EX-99.2 3 ex99_2.htm OHI INTENTION OF $175M NOTE OFFERING OHI Intention of $175M Note Offering




OMEGA HEALTHCARE ANNOUNCES $175 MILLION SENIOR NOTE OFFERING
 
TIMONIUM, MARYLAND - December 16, 2005- Omega Healthcare Investors, Inc. (NYSE:OHI) today announced its intention to offer approximately $175 million in principal amount of unsecured notes due 2016 in a private placement contemplating resales in accordance with Rule 144A under the Securities Act of 1933, as amended (the "Securities Act"), and in offshore transactions pursuant to Regulation S under the Securities Act. Omega anticipates that the notes will be unsecured senior obligations of Omega and will be guaranteed by Omega’s subsidiaries. Omega will use the net proceeds of the offering to fund its cash tender offer and consent solicitation for its outstanding $100 million aggregate principal amount of 6.95% notes due 2007, to repay outstanding indebtedness under Omega’s $200 million senior revolving credit facility, for general corporate purposes and to pay related fees and expenses.
 
The notes issued in this offering have not been registered under the Securities Act of 1933, as amended, or any applicable state laws, and may not be offered or sold in the United States absent registration or an applicable exemption from registration requirements. This notice does not constitute an offer of any securities for sale.
 

* * * * * *

Omega is a real estate investment trust investing in and providing financing to the long-term care industry.
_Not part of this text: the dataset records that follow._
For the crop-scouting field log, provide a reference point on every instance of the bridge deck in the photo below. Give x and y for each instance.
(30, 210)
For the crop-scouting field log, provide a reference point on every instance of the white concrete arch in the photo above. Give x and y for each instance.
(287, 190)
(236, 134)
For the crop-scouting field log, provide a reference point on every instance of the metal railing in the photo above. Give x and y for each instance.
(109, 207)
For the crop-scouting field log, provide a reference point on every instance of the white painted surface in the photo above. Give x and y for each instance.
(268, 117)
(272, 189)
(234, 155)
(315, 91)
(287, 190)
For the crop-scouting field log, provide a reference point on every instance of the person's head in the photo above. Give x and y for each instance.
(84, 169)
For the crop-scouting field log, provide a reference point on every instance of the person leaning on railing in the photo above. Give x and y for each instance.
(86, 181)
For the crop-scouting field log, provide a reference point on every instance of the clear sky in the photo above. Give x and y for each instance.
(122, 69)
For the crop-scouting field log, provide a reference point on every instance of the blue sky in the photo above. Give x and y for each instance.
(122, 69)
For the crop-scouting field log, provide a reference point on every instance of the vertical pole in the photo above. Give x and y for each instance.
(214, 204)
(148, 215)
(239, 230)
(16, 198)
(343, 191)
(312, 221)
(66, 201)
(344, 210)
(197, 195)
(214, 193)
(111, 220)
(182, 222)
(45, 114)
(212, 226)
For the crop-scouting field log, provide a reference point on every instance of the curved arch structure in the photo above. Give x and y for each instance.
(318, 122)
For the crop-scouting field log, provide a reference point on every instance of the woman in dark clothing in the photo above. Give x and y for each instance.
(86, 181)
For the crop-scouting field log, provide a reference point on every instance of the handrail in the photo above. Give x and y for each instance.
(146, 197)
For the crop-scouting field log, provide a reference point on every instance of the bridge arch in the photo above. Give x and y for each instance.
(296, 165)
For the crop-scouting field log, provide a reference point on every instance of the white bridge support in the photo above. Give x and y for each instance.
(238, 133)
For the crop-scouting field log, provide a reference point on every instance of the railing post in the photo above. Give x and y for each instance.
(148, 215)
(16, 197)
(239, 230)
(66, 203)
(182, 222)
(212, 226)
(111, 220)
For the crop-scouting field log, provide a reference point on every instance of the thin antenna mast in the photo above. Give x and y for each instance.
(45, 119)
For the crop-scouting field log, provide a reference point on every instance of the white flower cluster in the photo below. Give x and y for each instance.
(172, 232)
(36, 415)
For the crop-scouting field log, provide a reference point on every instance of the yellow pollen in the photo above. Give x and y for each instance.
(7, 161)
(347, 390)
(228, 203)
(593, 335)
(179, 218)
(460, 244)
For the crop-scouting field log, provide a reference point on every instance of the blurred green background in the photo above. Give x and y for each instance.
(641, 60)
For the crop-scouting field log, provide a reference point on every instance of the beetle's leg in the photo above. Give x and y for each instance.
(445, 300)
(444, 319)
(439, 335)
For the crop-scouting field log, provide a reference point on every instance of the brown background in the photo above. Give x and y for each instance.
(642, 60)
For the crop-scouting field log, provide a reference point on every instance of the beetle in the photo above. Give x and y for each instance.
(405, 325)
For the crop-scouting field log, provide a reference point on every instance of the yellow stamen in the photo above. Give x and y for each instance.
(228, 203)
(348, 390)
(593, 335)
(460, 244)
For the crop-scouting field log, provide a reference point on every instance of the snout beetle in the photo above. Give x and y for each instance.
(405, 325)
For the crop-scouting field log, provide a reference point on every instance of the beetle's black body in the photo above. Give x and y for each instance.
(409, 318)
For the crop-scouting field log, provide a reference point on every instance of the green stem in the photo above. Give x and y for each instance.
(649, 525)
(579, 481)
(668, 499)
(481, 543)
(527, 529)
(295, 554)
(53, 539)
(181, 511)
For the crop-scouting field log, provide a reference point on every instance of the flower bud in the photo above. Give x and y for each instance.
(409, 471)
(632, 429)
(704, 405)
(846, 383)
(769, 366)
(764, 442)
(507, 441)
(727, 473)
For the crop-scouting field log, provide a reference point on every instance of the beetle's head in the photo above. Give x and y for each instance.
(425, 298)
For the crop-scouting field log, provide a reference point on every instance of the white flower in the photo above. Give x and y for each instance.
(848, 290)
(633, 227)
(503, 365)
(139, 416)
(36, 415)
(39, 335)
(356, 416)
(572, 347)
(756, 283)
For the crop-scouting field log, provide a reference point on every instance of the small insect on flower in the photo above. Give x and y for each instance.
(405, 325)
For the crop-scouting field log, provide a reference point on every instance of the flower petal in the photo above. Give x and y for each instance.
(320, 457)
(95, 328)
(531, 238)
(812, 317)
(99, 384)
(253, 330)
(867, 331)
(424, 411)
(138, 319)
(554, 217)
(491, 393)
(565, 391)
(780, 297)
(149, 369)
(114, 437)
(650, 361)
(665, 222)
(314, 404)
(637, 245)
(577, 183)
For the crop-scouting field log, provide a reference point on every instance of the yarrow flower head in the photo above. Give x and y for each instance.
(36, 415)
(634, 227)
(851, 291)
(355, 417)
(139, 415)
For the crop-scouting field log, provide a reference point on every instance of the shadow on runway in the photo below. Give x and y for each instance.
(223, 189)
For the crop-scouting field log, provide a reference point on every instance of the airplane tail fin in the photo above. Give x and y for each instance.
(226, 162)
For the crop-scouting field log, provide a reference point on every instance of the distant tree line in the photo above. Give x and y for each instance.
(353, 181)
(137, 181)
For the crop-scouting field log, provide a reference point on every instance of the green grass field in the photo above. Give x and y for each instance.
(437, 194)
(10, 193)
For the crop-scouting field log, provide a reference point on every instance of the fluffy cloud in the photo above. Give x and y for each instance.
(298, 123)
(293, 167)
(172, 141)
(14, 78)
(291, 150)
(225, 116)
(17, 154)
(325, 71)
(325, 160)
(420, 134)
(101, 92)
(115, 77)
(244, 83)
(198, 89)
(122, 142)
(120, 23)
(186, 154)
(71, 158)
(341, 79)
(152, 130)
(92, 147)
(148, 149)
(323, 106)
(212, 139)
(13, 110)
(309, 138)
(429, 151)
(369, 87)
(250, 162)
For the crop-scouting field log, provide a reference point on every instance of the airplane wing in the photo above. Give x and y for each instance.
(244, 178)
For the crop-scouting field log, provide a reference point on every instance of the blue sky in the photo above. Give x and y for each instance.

At September 30, 2005, the Company owned or held mortgages on 216 skilled nursing and assisted living facilities with approximately 22,407 beds located in 28 states and operated by 38 third-party healthcare operating companies.

FOR FURTHER INFORMATION, CONTACT
Bob Stephenson, CFO at (410) 427-1700 or
visit the Company’s website at www.omegahealthcare.com
________________________

 
This announcement includes forward-looking statements. All forward-looking statements included herein are based on current expectations and speak only as of the date of such statements. Omega undertakes no obligation to publicly update or revise any forward-looking statement, whether as a result of future events, new information or otherwise. Such forward-looking statements should be regarded solely as reflections of Omega's current operating plans and estimates. Statements regarding future events and developments, including the completion of this offering, and Omega’s future performance, as well as management's expectations, beliefs, plans, estimates or projections relating to the future, are forward-looking statements within the meaning of these laws. All forward-looking statements are subject to certain risks and uncertainties that could cause actual events to differ materially from those projected. Management believes that these forward-looking statements are reasonable; however, you should not place undue reliance on such statements. Actual results may differ materially from those reflected in such forward-looking statements as a result of a variety of factors, including, among other things: (i) uncertainties relating to the business operations of the operators of Omega’s properties, including those relating to reimbursement by third-party payors, regulatory matters and occupancy levels; (ii) regulatory and other changes in the healthcare sector, including without limitation, changes in Medicare reimbursement; (iii) changes in the financial position of Omega's operators; (iv) the ability of operators in bankruptcy to reject unexpired lease obligations, modify the terms of Omega’s mortgages, and impede the ability of Omega to collect unpaid rent or interest during the pendency of a bankruptcy proceeding and retain security deposits for the debtor's obligations; (v) the availability and cost of capital; (vi) competition in the financing of healthcare facilities; and (vii) other factors identified in Omega’s filings with the Securities and Exchange Commission.